Malawian Funerals

With a hollow sounding thud, the wooden box hit the earth at the bottom of the hole. With it came a collective groan across the crowd, followed by mournful wails.  The weary-eyed crowd watched in silence as the family placed wreaths on the box, and then walked past in procession. All the gatherers sat shoulder to shoulder in the dust, bearing witness to the grief.  Family members mumbled and groaned and wailed as they walked, supported by others’ arms and hands. Some were wet-faced, some were yelling prayers and last good-byes. All were greeted with a solemn crowd.  A whole village was gathered, a people not immune to suffering and loss. Wearing matching clothes and matching grim faces, people came to simply be present to the certainty of death.

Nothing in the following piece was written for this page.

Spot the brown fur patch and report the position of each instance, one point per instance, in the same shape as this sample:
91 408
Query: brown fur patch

Another funeral in Malawi.  Another monumental loss. Another gathering of souls around shared pots of nsima and meat.  Another singing choir, another witnessing pastor, another group of cloth-clad mothers with babies on their backs.  

I think what struck me most about the funeral I attended was how it displays the collective reality of life in Malawi.   This is a place where every other man in the village is your ‘uncle’ and where everyone puts in money towards the cost of the funeral by way of baskets passed around, despite each family’s inability to pay for basic school fees.  This is a place where the oneness is felt in the matching chitenji fabrics, in the shared songs that start and stop like waves of wind in elephant grasses, and where babies are passed around like the bowls of shared food. Men gather to dig graves, women gather to help wash dishes and bow low to wash each others’ hands.  Life together. Moyo pa modzi.

I suppose it’s not so different, the things we share together in Canada,  Yet, somehow it speaks louder here, this collective responsibility – the shared gains and losses, and communal joy and sorrow.  It’s beautiful and hard at the same time. Where one succeeds, all are expected to benefit. Where one loses, all share in that too.  Expectation gives way to cooperation which gives way to unification. Life together, death together, one and the same.

Together through it all

And I think it gives me a clearer picture of kingdom living.  It is not easy, nor is it always convenient. Jobs and tasks and errands give way to funerals which you cannot pass by.  Your life pauses for another’s’ needs as seamlessly as one house and yard and family ebbs and flows into another. Life on life.  So much to learn from such a people, though it might just cost my individual success and gains. There’s a sadness in that too, in the losing of self to the collective.  I wonder where my own cultural norms will give way to new ones, and where old ones will remain. Only time will tell. For now, I will just marvel at the differences.